It looks like vouchers are an idea whose time has come. The teachers'-union-dominated Democratic Party has until recently steadfastly opposed legislation that would provide private school vouchers for poor kids trapped in failing public schools. But now there are powerful signs that the party's opposition may be weakening, even at the very top. True, Vice President Al Gore hasn't endorsed vouchers. But by selecting voucher sympathizer Joe Lieberman as his running mate in the 2000 presidential race, he makes it harder for defenders of the status quo to taint pro-voucher forces as part of a "vast right-wing conspiracy" out to destroy the nation's public schools.


Almost every week, another Democratic domino falls, bringing new defectors to the voucher camp, including former congressman and UN ambassador Andrew Young and Columbia Teachers College president Arthur Levine. Even progressive-ed guru Howard Gardner recently admitted in the New York Review of Books that American education is moving irresistibly toward a mixed system of vouchers, charter schools, and traditional public schools.
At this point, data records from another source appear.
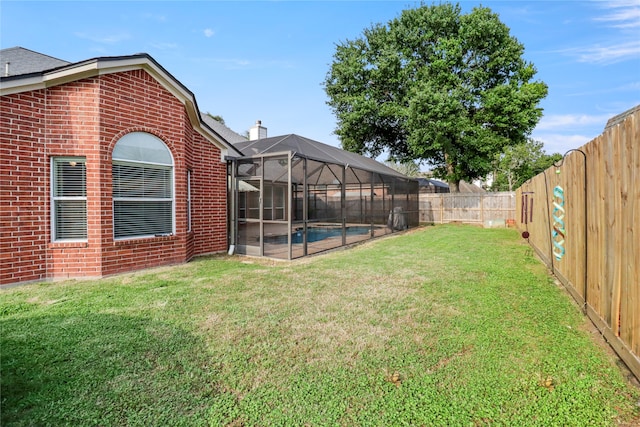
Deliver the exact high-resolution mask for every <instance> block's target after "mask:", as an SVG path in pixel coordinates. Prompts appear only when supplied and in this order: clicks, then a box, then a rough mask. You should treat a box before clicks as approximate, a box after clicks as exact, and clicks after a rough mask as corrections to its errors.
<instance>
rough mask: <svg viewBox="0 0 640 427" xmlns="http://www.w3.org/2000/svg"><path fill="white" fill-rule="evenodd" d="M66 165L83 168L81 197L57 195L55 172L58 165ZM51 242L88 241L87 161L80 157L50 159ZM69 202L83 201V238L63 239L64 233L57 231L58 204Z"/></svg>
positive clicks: (56, 173) (61, 156) (56, 170)
mask: <svg viewBox="0 0 640 427" xmlns="http://www.w3.org/2000/svg"><path fill="white" fill-rule="evenodd" d="M65 163H68V164H69V165H70V166H72V167H76V166H78V165H80V164H82V165H83V166H84V176H83V178H82V180H83V187H82V190H83V193H84V195H82V196H68V195H64V194H59V193H58V191H57V190H58V188H59V186H58V175H57V171H58V169H59V167H60V165H62V164H65ZM50 182H51V241H52V242H86V241H87V240H88V238H87V234H88V221H87V213H88V212H87V160H86V157H80V156H55V157H51V180H50ZM71 201H84V237H64V235H63V234H64V233H62V232H61V231H60V230H58V217H57V211H58V206H59V205H60V204H64V203H65V202H71Z"/></svg>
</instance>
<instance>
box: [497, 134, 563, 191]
mask: <svg viewBox="0 0 640 427" xmlns="http://www.w3.org/2000/svg"><path fill="white" fill-rule="evenodd" d="M560 159H562V155H561V154H558V153H554V154H551V155H549V154H546V153H545V152H544V149H543V144H542V142H540V141H535V140H533V139H528V140H527V142H525V143H524V144H518V145H513V146H509V147H507V148H506V149H505V151H504V152H502V153H500V154H498V155H496V157H495V160H494V177H493V183H492V184H491V189H492V190H493V191H513V190H515V189H516V188H518V187H520V186H521V185H522V184H523V183H524V182H525V181H526V180H528V179H530V178H532V177H534V176H536V175H537V174H539V173H541V172H543V171H544V170H545V169H547V168H549V167H551V165H553V163H554V162H557V161H559V160H560Z"/></svg>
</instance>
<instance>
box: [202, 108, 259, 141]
mask: <svg viewBox="0 0 640 427" xmlns="http://www.w3.org/2000/svg"><path fill="white" fill-rule="evenodd" d="M200 116H201V117H202V121H203V122H205V123H206V124H208V125H209V126H210V127H211V129H213V130H214V131H216V132H217V133H218V135H220V136H222V137H223V138H224V139H226V140H227V141H229V142H231V143H233V144H235V143H238V142H247V138H245V137H244V136H242V135H240V134H239V133H236V132H234V131H233V130H231V129H229V128H228V127H226V126H225V125H223V124H222V123H220V122H219V121H217V120H216V119H214V118H213V117H211V116H209V115H208V114H206V113H200Z"/></svg>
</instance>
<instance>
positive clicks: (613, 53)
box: [560, 40, 640, 64]
mask: <svg viewBox="0 0 640 427" xmlns="http://www.w3.org/2000/svg"><path fill="white" fill-rule="evenodd" d="M560 53H565V54H569V55H573V56H577V57H578V61H580V62H587V63H593V64H612V63H615V62H620V61H624V60H627V59H632V58H638V57H639V56H640V40H632V41H629V42H624V43H617V44H610V45H608V46H602V45H594V46H587V47H577V48H573V49H565V50H562V51H560Z"/></svg>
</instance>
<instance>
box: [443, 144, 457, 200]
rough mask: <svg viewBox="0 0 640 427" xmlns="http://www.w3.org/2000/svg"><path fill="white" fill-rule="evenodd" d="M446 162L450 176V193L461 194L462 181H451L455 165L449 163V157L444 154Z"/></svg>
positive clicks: (451, 179) (445, 160) (448, 156)
mask: <svg viewBox="0 0 640 427" xmlns="http://www.w3.org/2000/svg"><path fill="white" fill-rule="evenodd" d="M444 161H445V163H446V164H447V175H449V179H448V180H447V181H448V183H449V192H450V193H459V192H460V180H459V179H451V177H452V176H453V175H454V173H453V172H454V170H455V169H454V167H453V163H451V162H450V161H449V155H448V154H447V153H444Z"/></svg>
Another tumbling domino is The New Republic. Having promoted Al Gore's presidential candidacy for the better part of two decades, the liberal weekly broke with the vice president on vouchers just after the Democratic convention. "The presidential candidate is wrong and the vice presidential candidate is right" on vouchers, the magazine's editorialist intoned. "We do not fully know whether vouchers will work. But the Democratic Party must no longer be afraid to find out."
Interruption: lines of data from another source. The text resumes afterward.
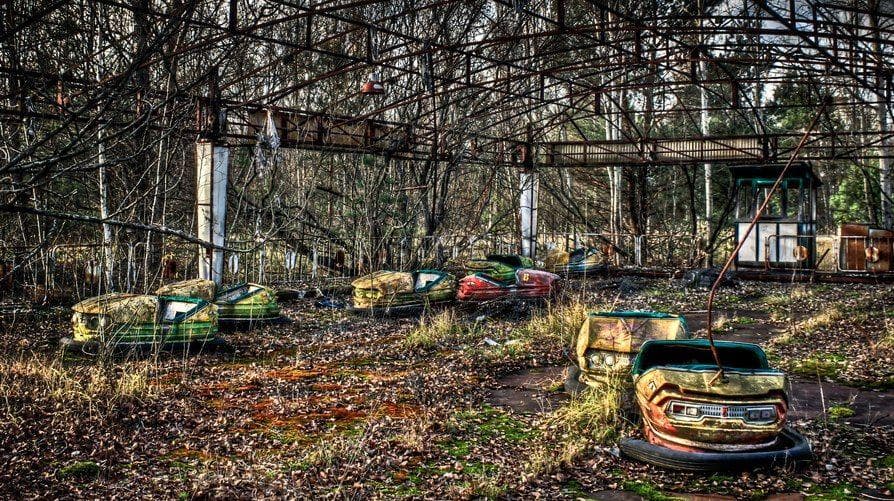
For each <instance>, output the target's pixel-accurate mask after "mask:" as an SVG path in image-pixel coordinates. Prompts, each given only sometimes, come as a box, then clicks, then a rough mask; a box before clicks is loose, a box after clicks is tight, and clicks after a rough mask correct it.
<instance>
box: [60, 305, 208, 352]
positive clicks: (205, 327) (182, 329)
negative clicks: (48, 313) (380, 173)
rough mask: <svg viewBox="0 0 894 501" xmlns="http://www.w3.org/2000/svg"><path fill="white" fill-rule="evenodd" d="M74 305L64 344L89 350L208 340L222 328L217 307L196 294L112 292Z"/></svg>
mask: <svg viewBox="0 0 894 501" xmlns="http://www.w3.org/2000/svg"><path fill="white" fill-rule="evenodd" d="M72 310H73V311H74V314H73V315H72V318H71V323H72V331H73V336H72V337H71V338H64V339H63V340H62V344H63V345H64V346H66V347H72V348H81V349H83V350H84V351H90V352H95V351H98V350H99V349H101V348H103V347H106V348H112V349H120V348H128V347H134V348H136V347H151V346H171V345H185V344H191V343H200V344H204V343H208V342H211V341H213V340H215V338H216V335H217V332H218V319H217V307H216V306H214V305H213V304H211V303H209V302H208V301H205V300H203V299H198V298H190V297H179V296H150V295H137V294H123V293H111V294H105V295H102V296H97V297H93V298H90V299H85V300H84V301H81V302H80V303H78V304H76V305H74V306H73V307H72Z"/></svg>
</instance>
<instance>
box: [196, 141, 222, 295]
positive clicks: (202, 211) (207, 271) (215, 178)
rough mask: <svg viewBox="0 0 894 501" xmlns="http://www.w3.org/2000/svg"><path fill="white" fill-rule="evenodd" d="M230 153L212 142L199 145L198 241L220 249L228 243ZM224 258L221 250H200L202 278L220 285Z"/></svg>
mask: <svg viewBox="0 0 894 501" xmlns="http://www.w3.org/2000/svg"><path fill="white" fill-rule="evenodd" d="M229 161H230V149H229V147H227V146H219V145H215V144H214V143H213V142H211V141H202V142H198V143H196V211H197V212H196V220H197V224H198V237H199V238H200V239H202V240H204V241H206V242H210V243H212V244H214V245H217V246H219V247H223V246H224V244H225V243H226V230H227V226H226V223H227V176H228V174H229ZM223 269H224V254H223V251H222V250H220V249H211V248H205V247H202V248H200V249H199V278H204V279H209V280H214V281H215V282H216V283H218V284H220V282H221V279H222V278H223Z"/></svg>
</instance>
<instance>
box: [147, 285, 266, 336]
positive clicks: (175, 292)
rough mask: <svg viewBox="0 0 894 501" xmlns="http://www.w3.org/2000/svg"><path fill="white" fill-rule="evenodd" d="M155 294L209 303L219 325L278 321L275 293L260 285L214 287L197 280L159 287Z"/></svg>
mask: <svg viewBox="0 0 894 501" xmlns="http://www.w3.org/2000/svg"><path fill="white" fill-rule="evenodd" d="M156 293H157V294H159V295H177V296H187V297H193V298H200V299H204V300H205V301H209V302H213V303H214V304H215V305H216V306H217V314H218V318H219V319H220V322H221V324H222V325H230V326H233V325H241V324H252V323H259V322H270V321H275V320H280V319H281V315H280V308H279V304H278V303H277V302H276V294H275V292H274V291H273V289H270V288H269V287H264V286H263V285H257V284H249V283H240V284H236V285H230V286H218V285H217V284H215V283H214V282H213V281H212V280H204V279H200V278H199V279H193V280H184V281H182V282H174V283H171V284H168V285H165V286H162V287H161V288H159V289H158V290H157V291H156Z"/></svg>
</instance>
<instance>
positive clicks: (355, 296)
mask: <svg viewBox="0 0 894 501" xmlns="http://www.w3.org/2000/svg"><path fill="white" fill-rule="evenodd" d="M351 286H352V287H353V289H354V291H353V307H352V309H351V310H352V311H353V312H355V313H365V314H372V315H400V314H411V313H415V312H418V311H420V310H423V309H425V308H426V307H428V306H431V305H436V304H441V303H446V302H450V301H453V300H454V298H455V297H456V277H454V276H453V275H451V274H450V273H447V272H444V271H440V270H418V271H413V272H402V271H387V270H383V271H377V272H375V273H371V274H369V275H366V276H363V277H360V278H358V279H356V280H354V281H353V282H351Z"/></svg>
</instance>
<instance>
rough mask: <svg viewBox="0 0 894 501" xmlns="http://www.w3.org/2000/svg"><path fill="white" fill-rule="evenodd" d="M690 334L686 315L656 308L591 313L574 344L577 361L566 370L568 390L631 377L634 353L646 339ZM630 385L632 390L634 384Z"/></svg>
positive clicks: (607, 311) (625, 379)
mask: <svg viewBox="0 0 894 501" xmlns="http://www.w3.org/2000/svg"><path fill="white" fill-rule="evenodd" d="M689 336H690V333H689V327H688V326H687V325H686V319H685V318H683V317H682V316H679V315H671V314H668V313H660V312H654V311H603V312H596V313H590V314H588V315H587V319H586V320H584V323H583V325H582V326H581V328H580V331H579V332H578V334H577V337H576V338H575V339H574V342H573V344H572V350H574V356H575V360H576V363H575V364H573V365H572V366H570V367H569V368H568V370H567V371H566V378H565V391H566V392H568V393H570V394H576V393H579V392H581V391H582V390H585V389H588V388H594V389H597V390H598V389H600V388H602V387H604V385H607V384H614V383H615V382H619V381H620V382H624V381H629V380H630V368H631V366H632V365H633V360H634V357H636V354H637V353H638V352H639V349H640V346H641V345H642V344H643V343H644V342H645V341H648V340H650V339H688V338H689ZM628 384H629V383H628ZM628 389H629V390H630V392H632V388H631V387H628Z"/></svg>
And now Robert Reich, Bill Clinton's first secretary of labor and a champion of the party's populist wing, joins the list. Writing in the Wall Street Journal, Reich proposed combining vouchers for poor inner-city students with equalization of education spending between the suburbs and the city. Reich didn't say so, but this is close to what Republican Lisa Graham Keegan is doing in Arizona as the state's education boss (see "What Is Public Education?" on page 36). Finally, the New York Times recently picked up the language City Journal has been using for three years and speaks on Page One of vouchers as a civil rights battle.

A George W. Bush administration (with Keegan, say, as education secretary) would mean enthusiastic White House sponsorship of some form of voucher legislation. But even if Gore wins, vouchers could gain ground. Suppose the congress again passes a means-tested voucher bill for kids stuck in Washington, D.C.'s horrendous public schools. With prominent Democrat defectors, overwhelming urban minority support for vouchers, and with Lieberman making a case for letting a D.C. experiment go forward, there's a decent chance that Gore would sign such a limited bill—if not out of conviction, then to continue the Clinton administration's tradition of co-opting popular Republican issues.

And what would the powerful teachers' unions do about their candidate's political betrayal? The same thing the liberal constituencies that helped elect Bill Clinton did when he signed welfare-reform legislation: grumble and adjust.